Appréciation de l’avantage manifestement excessif dans un protocole d’accord (Civ. 1re,, 29 janv. 2025, n° 23-21.150) – En l’occurrence, la défunte avait institué pour légataires universels par parts égales son neveu et ses deux nièces par testament olographe en 2014.  Par un nouveau testament olographe du 20 septembre 2017, elle a déclaré révoquer toutes dispositions testamentaires antérieures et souhaiter que la dévolution légale s’applique. Moins de trois mois plus tard, la défunte est décédée. Ses frères et soeurs ont renoncé à la succession. Le 14 février 2018, les cousin/cousines ont conclu un accord prévoyant, d’une part, que ces dernières entendent renoncer à faire constater l’annulation du testament olographe du 20 septembre 2017, accepter l’application des règles successorales ab intestat et, en conséquence, signer l’acte de cession des actions des sociétés faisant partie des actifs de la succession et, d’autre part, que le premier accepte de rééquilibrer partiellement l’actif net successoral à leur profit et s’engage à verser à chacune d’elles une somme égale à 5,845 % de l’actif net successoral fixé dans la déclaration de succession (hors contrats d’assurance vie), après déduction des droits de mutation à titre gratuit forfaitairement arrêtés à 45 % et des frais d’actes.

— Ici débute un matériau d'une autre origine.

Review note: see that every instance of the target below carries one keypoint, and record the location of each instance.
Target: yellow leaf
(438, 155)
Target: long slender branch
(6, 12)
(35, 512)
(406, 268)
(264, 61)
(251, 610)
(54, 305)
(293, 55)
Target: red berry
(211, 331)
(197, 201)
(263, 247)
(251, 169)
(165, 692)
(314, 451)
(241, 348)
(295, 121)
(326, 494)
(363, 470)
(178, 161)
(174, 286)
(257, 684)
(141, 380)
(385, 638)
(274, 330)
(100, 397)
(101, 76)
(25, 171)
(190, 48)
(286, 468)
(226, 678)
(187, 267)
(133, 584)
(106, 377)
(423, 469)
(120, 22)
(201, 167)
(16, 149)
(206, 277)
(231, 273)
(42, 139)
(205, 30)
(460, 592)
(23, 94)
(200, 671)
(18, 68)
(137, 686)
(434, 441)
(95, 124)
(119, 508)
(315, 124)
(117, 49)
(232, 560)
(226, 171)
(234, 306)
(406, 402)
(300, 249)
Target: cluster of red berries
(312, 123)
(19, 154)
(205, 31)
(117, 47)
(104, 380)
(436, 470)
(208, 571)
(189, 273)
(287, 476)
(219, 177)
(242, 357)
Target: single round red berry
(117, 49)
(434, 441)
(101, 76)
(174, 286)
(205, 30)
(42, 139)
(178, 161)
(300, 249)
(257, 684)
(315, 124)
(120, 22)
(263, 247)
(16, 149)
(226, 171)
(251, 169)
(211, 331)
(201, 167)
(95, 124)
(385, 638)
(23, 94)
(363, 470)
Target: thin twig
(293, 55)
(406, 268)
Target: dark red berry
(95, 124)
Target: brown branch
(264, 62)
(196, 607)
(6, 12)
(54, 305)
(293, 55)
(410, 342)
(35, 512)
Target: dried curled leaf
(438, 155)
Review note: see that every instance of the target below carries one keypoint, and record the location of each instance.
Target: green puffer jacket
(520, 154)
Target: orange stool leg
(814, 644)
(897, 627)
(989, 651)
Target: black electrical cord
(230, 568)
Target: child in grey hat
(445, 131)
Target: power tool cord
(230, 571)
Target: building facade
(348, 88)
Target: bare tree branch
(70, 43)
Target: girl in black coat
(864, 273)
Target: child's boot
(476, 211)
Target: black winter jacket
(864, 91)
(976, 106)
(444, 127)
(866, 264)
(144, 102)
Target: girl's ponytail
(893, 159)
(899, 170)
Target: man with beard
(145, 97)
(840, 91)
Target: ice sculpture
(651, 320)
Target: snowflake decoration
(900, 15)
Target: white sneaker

Or en raison de désaccords persistants sur l’exécution du protocole du 14 février 2018 et sur la valorisation de certains éléments d’actif successoral, les cousines ont assigné leur cousin aux fins d’obtenir le partage de la succession de la défunte et sa condamnation à exécuter le protocole du 14 février 2018. Celui-ci leur a opposé sa nullité au nom d’un avantage manifestement excessif. Nullité refusée par la cour d’appel. Ce que confirme la Cour de cassation.

Dans un contrat synallagmatique, l’obtention d’un avantage manifestement excessif au sens des articles 1141 et 1143 du code civil doit être appréciée en tenant compte des avantages obtenus par l’autre partie.

La cour d’appel a relevé que le cousin n’établissait pas qu’il ne disposait d’aucune autre option que la signature du protocole qu’il avait lui-même négocié pendant plusieurs semaines au cours de plusieurs échanges et réunions, notamment pour parvenir au calcul de l’indemnité transactionnelle, et en étant assisté d’un notaire et d’un avocat. Elle a constaté que ses droits en vertu de la dévolution légale étaient plus avantageux que ceux prévus par le testament de 2014, et que l’application de la transaction litigieuse lui était plus favorable que l’annulation du testament de 2017. Ainsi, la cour a jugé que l’avantage obtenu par les cousines n’était pas manifestement excessif, justifiant légalement sa décision.

NB – Cette décision sera commentée dans les colonnes de l’AJ famille par Jérôme Casey.